For me, anxious thoughts start in the same way my ideas do…with ‘what if’. Sometimes those ‘what ifs’ are bad and disturbing and upsetting. What if everyone I love dies? What if I fall off my bike and the glass lense shard goes through my eyeball? What if that child wanders into the road? What if everyone hates me?
You could do it forever, terrifying possibilities splayed out like every fork in every road from here to eternity. But there are other ‘what ifs’.
What if the mother felt responsible for that baby? What if the person who died was lying? What if you discovered a secret much later? What if you couldn’t forgive?
It has been on my mind for a while now that curiosity and anxiety are two sides of the same coin, both coming from this ‘what if’ space. The unknown is anxiety inducing, the black space where our brains have to fill in the blanks. And yet, it’s also the space where brilliance arrives. Because when you start from nothing, you have somewhere to go.

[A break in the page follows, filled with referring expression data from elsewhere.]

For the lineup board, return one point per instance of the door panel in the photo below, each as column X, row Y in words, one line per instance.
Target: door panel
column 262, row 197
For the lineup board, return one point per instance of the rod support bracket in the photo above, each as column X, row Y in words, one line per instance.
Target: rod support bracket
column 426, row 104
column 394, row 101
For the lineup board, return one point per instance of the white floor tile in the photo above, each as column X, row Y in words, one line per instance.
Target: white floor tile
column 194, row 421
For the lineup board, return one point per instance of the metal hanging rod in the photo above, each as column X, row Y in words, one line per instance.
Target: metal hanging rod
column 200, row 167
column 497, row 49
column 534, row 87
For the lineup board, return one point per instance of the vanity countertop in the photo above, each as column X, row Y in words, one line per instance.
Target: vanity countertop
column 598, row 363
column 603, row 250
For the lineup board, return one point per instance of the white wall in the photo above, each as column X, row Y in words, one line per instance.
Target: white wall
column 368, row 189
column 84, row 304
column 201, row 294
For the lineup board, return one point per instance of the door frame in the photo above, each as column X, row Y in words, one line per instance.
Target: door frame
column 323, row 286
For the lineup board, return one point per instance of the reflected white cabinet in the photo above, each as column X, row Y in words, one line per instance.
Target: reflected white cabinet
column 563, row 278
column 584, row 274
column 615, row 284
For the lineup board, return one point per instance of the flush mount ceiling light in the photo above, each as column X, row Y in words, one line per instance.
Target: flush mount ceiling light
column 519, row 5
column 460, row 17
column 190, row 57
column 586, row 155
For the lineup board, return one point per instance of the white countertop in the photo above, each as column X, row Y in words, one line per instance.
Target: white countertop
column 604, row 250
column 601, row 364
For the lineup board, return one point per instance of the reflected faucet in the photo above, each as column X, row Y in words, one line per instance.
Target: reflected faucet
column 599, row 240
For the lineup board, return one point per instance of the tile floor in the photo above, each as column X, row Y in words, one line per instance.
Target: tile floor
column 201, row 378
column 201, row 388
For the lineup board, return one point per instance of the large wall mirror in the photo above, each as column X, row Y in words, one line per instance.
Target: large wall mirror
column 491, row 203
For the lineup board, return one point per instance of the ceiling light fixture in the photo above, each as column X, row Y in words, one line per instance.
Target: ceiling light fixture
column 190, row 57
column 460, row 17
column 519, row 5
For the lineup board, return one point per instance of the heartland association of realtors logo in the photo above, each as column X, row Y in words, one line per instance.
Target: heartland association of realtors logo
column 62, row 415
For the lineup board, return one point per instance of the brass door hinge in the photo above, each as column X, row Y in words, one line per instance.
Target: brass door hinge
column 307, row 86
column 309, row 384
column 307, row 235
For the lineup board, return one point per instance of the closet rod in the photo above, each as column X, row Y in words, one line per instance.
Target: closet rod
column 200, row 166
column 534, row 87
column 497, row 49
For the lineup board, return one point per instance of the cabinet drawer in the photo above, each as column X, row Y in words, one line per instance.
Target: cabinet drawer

I spend a lot of time writing through those anxious feelings, talking down those voices, shaking them away or outrunning them. Journal pages are the space for reality, for cold hard facts: not everyone you know hates you. It’s incredibly unlikely for A, B or C to happen. Where’s the evidence for that thought? But journals are also the space for possibility, for being the creator of your own reality. So you don’t waste it on the negative. You conjure big dreams and plans to outshine the uncertain greys.
I think anxiety has a big part to play in writing novels. If my brain wasn’t jumping to those ‘what ifs’ I never would have wondered about the girl left behind when her father was dying (Prosecco and Promises), the rockstar mother who wrote her top hit about abandoning her daughter (Cocktails and Dreams) or the girl who disappeared into one night friendships and ecstasy to escape the mundanity of London life and cultural distance (Wine Dark, Sea Blue).
I certainly wouldn’t have wondered what would have happened to two friends with an imbalanced relationship, a terrible betrayal and a final journey together before their thirtieth birthday without those anxious and curious thoughts. (That’s my new one, Before We Part).
What do you think – where do your ideas come from? Anxiety, curiosity, memories, people you know, things you’ve seen?